Exploring strange nucleon form factors on the lattice
Ronald Babich, Richard C. Brower, Michael A. Clark, George T. Fleming, James C. Osborn, Claudio Rebbi, David Schaich
TL;DR
This study directly computes disconnected strange-quark contributions to nucleon form factors on a 24^3×64 anisotropic lattice with Wilson gauge and fermion actions. Using variance-reduced stochastic traces and a dedicated correlator analysis, it finds G_E^s(Q^2) and G_M^s(Q^2) to be small and compatible with zero, while G_A^s(Q^2) is mildly negative and the bare strange scalar matrix element <N|ss|N>_0 shows a strong signal but suffers from substantial flavor-singlet/non-singlet mixing in Wilson fermions, complicating renormalization. The work highlights significant methodological challenges and outlines concrete plans—2+1 flavor ensembles, longer temporal extent, multigrid solvers, GPUs, and advanced variance reduction—to achieve controlled, renormalized determinations of strange nucleon matrix elements. The results provide crucial benchmarks for the size of disconnected contributions and have implications for proton spin structure and dark matter cross-section interpretations, while underscoring the importance of careful operator mixing corrections in Wilson-like formulations.
Abstract
We discuss techniques for evaluating sea quark contributions to hadronic form factors on the lattice and apply these to an exploratory calculation of the strange electromagnetic, axial, and scalar form factors of the nucleon. We employ the Wilson gauge and fermion actions on an anisotropic 24^3 x 64 lattice, probing a range of momentum transfer with Q^2 < 1 GeV^2. The strange electric and magnetic form factors, G_E^s(Q^2) and G_M^s(Q^2), are found to be small and consistent with zero within the statistics of our calculation.
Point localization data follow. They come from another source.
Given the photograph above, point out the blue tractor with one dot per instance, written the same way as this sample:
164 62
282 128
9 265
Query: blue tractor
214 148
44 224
The lattice data favor a small negative value for the strange axial form factor G_A^s(Q^2) and exhibit a strong signal for the bare strange scalar matrix element <N|ss|N>_0. We discuss the unique systematic uncertainties affecting the latter quantity relative to the continuum, as well as prospects for improving future determinations with Wilson-like fermions.